La trabajadora, con profesión habitual de trabajadora familiar, había sido declarada en octubre de 2023 en situación de incapacidad permanente total derivada de enfermedad común.
Sin embargo, tras la interposición de la correspondiente reclamación previa y posterior demanda judicial, el tribunal ha considerado acreditado que las limitaciones funcionales superan el ámbito de su profesión habitual e impiden el desempeño de cualquier actividad laboral con un mínimo de rendimiento y continuidad.
La sentencia recoge un cuadro clínico severo y objetivado mediante prueba pericial médica, entre el que destacan,Síndrome de fatiga crónica grado III-IV,Fibromialgia grado III,Síndrome de Sensibilidad Química Múltiple,Disautonomía con intolerancia ortostática (POTS),Mareo perceptual postural persistente,Disminución objetiva de la capacidad funcional (VO₂ máx. del 58%),Umbral de seguridad fisiológico de 2,5 METS,Malestar postesfuerzo objetivado
El juzgado otorga especial relevancia a la prueba pericial practicada en el juicio, que incorpora valoración funcional objetiva mediante prueba de esfuerzo y test de reserva aeróbica.
La resolución concluye que las dolencias son crónicas, persistentes y no susceptibles de mejoría funcional significativa, generando fatiga severa, dolor generalizado, intolerancia a la bipedestación, mareos e incapacidad para mantener un rendimiento laboral regular, incluso en trabajos sedentarios.
El tribunal declara a la demandante en situación de Incapacidad Permanente Absoluta para todo trabajo, condenando al INSS a abonarle una pensión vitalicia del 100% de su base reguladora
Esta resolución refuerza una línea jurisprudencial cada vez más consolidada: la valoración de la incapacidad permanente debe centrarse en la capacidad funcional real y residual del trabajador, no únicamente en el diagnóstico clínico.
En patologías como el síndrome de fatiga crónica, la fibromialgia o la sensibilidad química múltiple, donde la limitación no siempre es visible pero sí objetivable mediante pruebas funcionales, resulta esencial una correcta estrategia probatoria.

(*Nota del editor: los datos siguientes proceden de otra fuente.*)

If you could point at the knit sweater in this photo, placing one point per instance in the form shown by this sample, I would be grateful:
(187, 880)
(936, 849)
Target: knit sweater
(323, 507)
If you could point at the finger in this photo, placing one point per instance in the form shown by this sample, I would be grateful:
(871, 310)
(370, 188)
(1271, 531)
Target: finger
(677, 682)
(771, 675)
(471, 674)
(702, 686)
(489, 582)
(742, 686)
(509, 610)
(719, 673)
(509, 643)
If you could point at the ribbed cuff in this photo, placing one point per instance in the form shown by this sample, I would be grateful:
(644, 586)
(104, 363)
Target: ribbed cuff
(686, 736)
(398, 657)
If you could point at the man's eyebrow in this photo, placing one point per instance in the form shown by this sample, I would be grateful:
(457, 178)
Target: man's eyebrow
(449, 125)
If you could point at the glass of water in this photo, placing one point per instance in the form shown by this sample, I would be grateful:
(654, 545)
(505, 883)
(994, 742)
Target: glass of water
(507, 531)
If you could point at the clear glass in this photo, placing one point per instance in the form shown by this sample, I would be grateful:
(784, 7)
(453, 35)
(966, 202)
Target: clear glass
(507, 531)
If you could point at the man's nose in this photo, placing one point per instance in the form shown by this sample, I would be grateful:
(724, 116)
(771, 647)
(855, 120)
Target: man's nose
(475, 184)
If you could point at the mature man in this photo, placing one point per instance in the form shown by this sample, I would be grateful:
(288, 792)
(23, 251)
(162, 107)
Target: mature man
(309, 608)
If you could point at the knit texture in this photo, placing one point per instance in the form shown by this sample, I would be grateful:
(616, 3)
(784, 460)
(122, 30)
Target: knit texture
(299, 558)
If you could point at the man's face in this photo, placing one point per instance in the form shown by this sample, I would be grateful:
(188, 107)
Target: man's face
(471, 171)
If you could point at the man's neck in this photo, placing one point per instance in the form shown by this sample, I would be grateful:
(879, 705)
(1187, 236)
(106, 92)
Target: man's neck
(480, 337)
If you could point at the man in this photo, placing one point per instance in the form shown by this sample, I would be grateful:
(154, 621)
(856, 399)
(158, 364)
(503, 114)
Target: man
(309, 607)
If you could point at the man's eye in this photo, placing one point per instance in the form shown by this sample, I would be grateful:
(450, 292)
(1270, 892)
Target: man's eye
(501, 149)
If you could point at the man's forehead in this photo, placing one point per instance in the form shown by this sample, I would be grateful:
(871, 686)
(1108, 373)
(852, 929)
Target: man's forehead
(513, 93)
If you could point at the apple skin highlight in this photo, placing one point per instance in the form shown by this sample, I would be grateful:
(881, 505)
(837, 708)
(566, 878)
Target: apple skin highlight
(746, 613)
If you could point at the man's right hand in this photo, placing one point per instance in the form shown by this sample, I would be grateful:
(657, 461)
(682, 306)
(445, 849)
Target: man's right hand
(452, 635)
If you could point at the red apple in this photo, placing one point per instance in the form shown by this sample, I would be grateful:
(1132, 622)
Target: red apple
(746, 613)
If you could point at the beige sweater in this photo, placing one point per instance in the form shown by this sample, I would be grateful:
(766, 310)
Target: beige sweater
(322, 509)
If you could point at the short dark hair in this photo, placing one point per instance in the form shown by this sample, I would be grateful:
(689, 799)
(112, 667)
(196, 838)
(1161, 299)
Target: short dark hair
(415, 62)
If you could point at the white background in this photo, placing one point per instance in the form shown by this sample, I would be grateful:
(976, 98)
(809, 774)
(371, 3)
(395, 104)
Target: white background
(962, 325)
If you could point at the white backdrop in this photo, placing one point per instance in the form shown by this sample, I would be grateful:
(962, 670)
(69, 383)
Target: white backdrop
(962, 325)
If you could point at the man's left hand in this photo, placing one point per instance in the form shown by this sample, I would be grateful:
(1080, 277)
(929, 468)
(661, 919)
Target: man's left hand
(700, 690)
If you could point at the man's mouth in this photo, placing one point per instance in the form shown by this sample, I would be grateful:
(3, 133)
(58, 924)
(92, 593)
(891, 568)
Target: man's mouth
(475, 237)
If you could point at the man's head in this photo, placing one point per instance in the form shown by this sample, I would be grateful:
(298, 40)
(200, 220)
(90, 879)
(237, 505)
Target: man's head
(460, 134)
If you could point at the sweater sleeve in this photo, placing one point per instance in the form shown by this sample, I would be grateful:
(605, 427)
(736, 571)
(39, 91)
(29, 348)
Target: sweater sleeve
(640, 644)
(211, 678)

La sentencia demuestra la importancia de aportar informes médicos actualizados y pericial especializada que acrediten la afectación global y su impacto en la empleabilidad real.
La trabajadora , ha sido defendida por el abogado J. Enrique Molina Barranco, de Molina Advocats i Consultors, cuya estrategia probatoria y pericial especializada ha resultado determinante para acreditar la incapacidad absoluta.